Whoever carried out the Kebithigollewa atrocity, the Colombo government is politically responsible for plunging the island back toward war. Since winning the presidency last November, Rajapakse and his Sinhala chauvinist allies—the Janatha Vimukthi Peramuna (JVP) and the Jathika Hela Urumaya (JHU)—have made series of demands on the LTTE, including for a major revision of the ceasefire, calculated to block any meaningful negotiations.

At the same time, various anti-LTTE paramilitaries, such as the Karuna group, have, in league with the military, engaged in a series of violent attacks aimed at provoking the LTTE to respond. The latest round of escalating violence can be traced to the assassination of prominent pro-LTTE politician V. Vigneswaran on April 7—a fact that was confirmed in a recent SLMM report. Since then more than 600 people, including military personnel, LTTE fighters and supporters, and civilians, have died in what have become almost daily attacks and counterattacks.

While it is possible that the LTTE carried out the Kebithigollewa killings, it is just as likely it was carried out by those who have seized on it to demand an all-out war against the LTTE—sections of the military, the JVP and JHU, and allied Tamil paramilitaries. The JVP has seized on the incident to demand that the government end its policy of limited retaliation and launch a major offensive against the LTTE.

Significantly when President Rajapakse flew to Kebithigollewa to meet victims last Thursday, senior JVP figures Lal Kantha and Ranaweera Pathirana were already on the spot. The Sunday Times reported that the president noticed a pile of tyres, which, according to a policeman, had been set alight by JVP supporters. Such a signal has been used in the past as a means for initiating anti-Tamil pogroms. When challenged by Rajapakse, the JVP leaders denied any involvement. The president let the matter pass and instead instructed the local police chief to take action against those spreading false rumours.

The exchange is symptomatic of the real political relations in Colombo. The Rajapakse minority government rests directly on the JVP and JHU for parliamentary support. While the president attempts to present himself on the international stage as a man of peace to secure the backing of the major powers, his allies are whipping up a pogromist atmosphere against Tamils and demanding full-scale war. The civil war erupted in 1983 following a vicious anti-Tamil pogrom across the island that claimed hundreds of lives.

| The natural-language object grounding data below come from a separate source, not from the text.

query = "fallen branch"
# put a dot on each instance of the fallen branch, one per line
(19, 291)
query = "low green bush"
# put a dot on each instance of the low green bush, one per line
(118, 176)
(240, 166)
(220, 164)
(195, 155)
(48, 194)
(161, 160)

The indiscriminate killing of civilians at Kebithigollewa and Pesalai is the sharpest warning that the return to civil war will take on an even more ruthless and barbaric form. The Colombo government is preparing a Patriotic Act, providing for the compulsory drafting of youth into the armed forces and strengthening already draconian emergency powers, in particular strict media censorship. In the war zones of the North and East, the security forces already operate as an army of occupation, which regards the entire Tamil minority as the enemy and carries out systematic harassment and intimidation.

These anti-democratic measures are not simply aimed against Tamils, but the entire working class. The preparations for war take place amid a deepening economic crisis, and a rising tide of strikes and protests against deteriorating living standards, job losses and economic restructuring. Incapable of meeting the social needs and democratic aspirations of the masses, the government, with the backing of the entire Colombo political establishment, is stirring up communal hatreds to divide working people and plunging the country back to civil war.